As described earlier, during our HTTP fetch tests, we measure the time of local DNS lookups. When local name servers are having problems, DNS lookups can take many seconds to finish, despite usually taking only a few milliseconds. We further investigate how DNS lookups behave on each proxy by looking at DNS failure rates and average response time for successful queries. If a DNS lookup takes longer than 5 seconds, we regard it as a DNS failure, since this value is the resolver's default timeout.
Figures 13 and 14 show the DNS failure rates and DNS average lookup time for successful queries on 2 of our sampling proxies, ny-1 on east coast and st-1 on west coast. DNS lookup time is usually short (generally well below 50ms), but there are spikes of 50-100ms. Recall that these lookups are only for the controlled set of the intra-CoDeeN ``fetch'' lookups. Since these mappings are stable, well-advertised, and cacheable, responses should be fast for well-behaved name servers. Anything more than tens of milliseconds implies the local nameservers are having problems. These statistics also help to reveal some major problems. For example, the st-1 proxy has a period of 100% DNS failure rate, which is due to the name server disappearing. The problem was resolved when the node's resolv.conf file was manually modified to point to working name servers.
Though DNS failure rates on individual proxies are relatively low, the combined impact of DNS failures on web content retrieval is alarming. Downloading a common web page often involves fetching the attached objects such as images, and the corresponding requests can be forwarded to different proxies. Supposing an HTTP session involves 20 proxies, Figure 15 shows the probability of incurring at least one DNS failure in the session. From the cumulative distribution we can see that for more than 40% of time we have DNS failure probability of at least 10%, which would lead to a pretty unpleasant surfing experience if we did not avoid nodes with DNS problems. Note that these problems often appear to stem from factors beyond our control - Figure 16 shows a DNS nameserver exhibiting periodic failure spikes. Such spikes are common across many nameservers, and we believe that they reflect a cron-initiated process running on the nameserver.

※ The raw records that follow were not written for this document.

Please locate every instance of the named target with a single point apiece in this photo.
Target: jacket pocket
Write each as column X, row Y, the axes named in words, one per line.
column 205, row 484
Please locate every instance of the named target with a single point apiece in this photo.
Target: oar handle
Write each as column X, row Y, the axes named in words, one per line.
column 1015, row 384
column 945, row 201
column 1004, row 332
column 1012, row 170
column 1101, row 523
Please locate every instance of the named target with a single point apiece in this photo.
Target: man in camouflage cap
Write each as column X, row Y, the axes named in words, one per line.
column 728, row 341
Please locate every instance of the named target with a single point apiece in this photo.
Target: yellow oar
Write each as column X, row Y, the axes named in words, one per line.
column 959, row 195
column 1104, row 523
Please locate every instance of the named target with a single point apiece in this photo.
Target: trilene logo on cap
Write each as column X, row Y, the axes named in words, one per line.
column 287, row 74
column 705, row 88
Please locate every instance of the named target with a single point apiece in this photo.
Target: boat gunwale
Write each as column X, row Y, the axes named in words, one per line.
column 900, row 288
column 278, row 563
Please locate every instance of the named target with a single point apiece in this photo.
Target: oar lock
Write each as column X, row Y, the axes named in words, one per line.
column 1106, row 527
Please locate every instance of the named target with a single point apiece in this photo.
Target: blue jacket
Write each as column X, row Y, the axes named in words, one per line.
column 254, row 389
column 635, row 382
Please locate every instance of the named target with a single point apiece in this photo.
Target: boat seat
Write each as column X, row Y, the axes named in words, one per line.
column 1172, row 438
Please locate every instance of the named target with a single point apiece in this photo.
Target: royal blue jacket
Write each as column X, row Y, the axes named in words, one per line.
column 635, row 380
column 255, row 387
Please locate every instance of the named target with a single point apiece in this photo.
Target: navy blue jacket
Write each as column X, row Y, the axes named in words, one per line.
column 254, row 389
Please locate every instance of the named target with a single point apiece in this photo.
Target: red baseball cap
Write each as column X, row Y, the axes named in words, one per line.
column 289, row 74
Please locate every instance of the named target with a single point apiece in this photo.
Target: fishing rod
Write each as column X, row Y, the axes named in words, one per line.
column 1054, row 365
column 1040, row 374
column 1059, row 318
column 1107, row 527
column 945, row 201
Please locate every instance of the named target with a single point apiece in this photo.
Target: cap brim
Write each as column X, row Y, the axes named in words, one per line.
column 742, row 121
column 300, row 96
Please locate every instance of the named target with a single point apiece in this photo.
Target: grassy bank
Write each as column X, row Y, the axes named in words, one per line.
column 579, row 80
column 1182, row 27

To avoid such problems, we have taken two approaches to reduce the impact of DNS lookups in CoDeeN. The first is a change in redirector policy that is intended to send all requests from a single page to the same reverse proxy node. If a request contains a valid ``referer'' header, it is used in the hashing process instead of the URL. If no such header exists, the last component of the URL is omitted when hashing. Both of these techniques will tend to send all requests from a single page to the same reverse proxy. Not only will this result in fewer DNS lookups, but it will also exploit persistent connections in HTTP. The second modification to reduce the problems stemming from DNS is a middleware DNS brokering service we have developed, called CoDNS. This layer can mask local DNS resolver failure by using remote resolvers, and is described elsewhere [17].